A large variety of hardware was used (AMD and Intel, multi-core and
monocore...). Unfortunately, there were no recent processors : it would have
been interesting to know whether the benchmarks could run well on new hardware,
especially when it comes to HPC, since all processors used in this field are
up-to-date\footnote{http://www.top500.org/stats/list/36/procgen}. Processors
have been changing a lot lately : for example, the L3 cache is now almost always
shared between all the cores.  These tests were all conclusive.
%Dempsey 5060 => May 23rd, 2006
%Xeon E7450 => September, 15th, 2008
%AMD Athlon 3200 unicore
%Itanium Montvale => October 2007

\subsubsection{Other tests}
%XXX
When we tried the program on a Nehalem E5504 though, it was unable to correctly
estimate the size of the L1 cache : indeed, it was only able to detect 16KB out
of 32KB of L1 cache.

The algorithm is definitely not wrong : the only issue is the way the first
peak is detected. Basically, the application computes gradients ($ C[k+1]/C[k],
0 \le k < n $), and the first gradient greater than a predefined threshold
indicates the cache size \footnote{See est\_cache\_size.c for more
information on the behaviour of the code}

\lstset{caption=A part of the output of $./job.sh\ est\_cache$ on a Nehalem E5504}
\begin{lstlisting}
For size 16 KBytes -> gradient = 1.356991
For size 32 KBytes -> gradient = 2.239814
For size 64 KBytes -> gradient = 1.142565
\end{lstlisting}

This output clearly shows that the cache size is 32KBytes. However, the
threshold being set to 1.35, the program will return "16KBytes" as the L1 cache
size.

I contacted the Servet developers to tell them about this issue.
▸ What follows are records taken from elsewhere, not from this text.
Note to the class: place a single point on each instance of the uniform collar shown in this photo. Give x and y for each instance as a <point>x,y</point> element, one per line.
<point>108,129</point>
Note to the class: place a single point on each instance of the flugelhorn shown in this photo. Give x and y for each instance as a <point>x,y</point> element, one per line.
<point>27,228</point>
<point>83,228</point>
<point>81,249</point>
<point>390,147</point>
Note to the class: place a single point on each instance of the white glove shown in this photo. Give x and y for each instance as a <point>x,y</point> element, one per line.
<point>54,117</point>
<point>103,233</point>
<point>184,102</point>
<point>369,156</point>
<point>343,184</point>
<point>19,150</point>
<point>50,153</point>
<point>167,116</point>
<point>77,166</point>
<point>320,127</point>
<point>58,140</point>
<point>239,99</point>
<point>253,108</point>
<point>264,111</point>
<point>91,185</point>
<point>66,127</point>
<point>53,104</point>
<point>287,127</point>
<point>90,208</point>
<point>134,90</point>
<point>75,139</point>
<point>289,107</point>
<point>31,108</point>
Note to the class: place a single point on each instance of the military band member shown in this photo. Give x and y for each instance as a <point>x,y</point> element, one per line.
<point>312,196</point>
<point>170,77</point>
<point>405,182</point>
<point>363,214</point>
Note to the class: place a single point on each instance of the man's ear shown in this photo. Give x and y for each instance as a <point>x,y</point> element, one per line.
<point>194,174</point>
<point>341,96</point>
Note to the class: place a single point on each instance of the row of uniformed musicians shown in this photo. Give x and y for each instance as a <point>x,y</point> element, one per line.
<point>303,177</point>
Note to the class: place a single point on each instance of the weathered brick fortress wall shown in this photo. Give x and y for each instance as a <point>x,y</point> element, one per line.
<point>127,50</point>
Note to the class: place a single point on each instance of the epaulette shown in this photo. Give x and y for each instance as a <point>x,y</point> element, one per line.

According to
them, one way to fix this bug would probably consist in selecting the highest
gradient instead of the first gradient greater than a arbitrarily given value :

\begin{quotation}
"Selecting the highest value in a typical L1 cache size range might be the best
approach. Probable we have to refine this, as this could have some impact. We
have seen around 99\% of successful L1 approximations, and any change should
increase this overall rate!"
\begin{flushright}Guillermo Lopez Taboada\end{flushright}
\end{quotation}

\subsection{Knowing the cache size may not be enough}
Knowing the cache size, developers may write code which does not raise cache
misses too often, thus increasing its performance. Another similar measurement
may help decreasing the memory access cost : the size of the TLB. Saavedra and
Smith\cite{Cache_TLB} proved that encountering TLB misses can significantly
decrease performance. That is definitely a benchmark to add to Servet in order
to be able to efficiently use a processor.

\subsection{Shared Caches}
In order to perfectly use the cache in a multicore machine, one has to know what
cache are shared between the cores. Indeed, if two different cores need to
access different data at the same time and use the same cache, they will keep
replacing data in the cache, thus losing time. On the opposite, if they have to
access the same piece of data at the same time, using a cache shared between
them could improve performance.

Therefore, the algorithm used by Servet is quite simple. Two cores try to
access two arrays at the same time. If the number of cycles required to achieve
this is significantly higher than expected (basically, greater than twice the
time needed for a single core to access the elements of one of the arrays), then
the cores probably do not share the cache. This algorithm is repeated for each
level of cache, using arrays of size $\frac{2}{3} * cache size$ (which makes it
impossible for the arrays to both fit in the cache).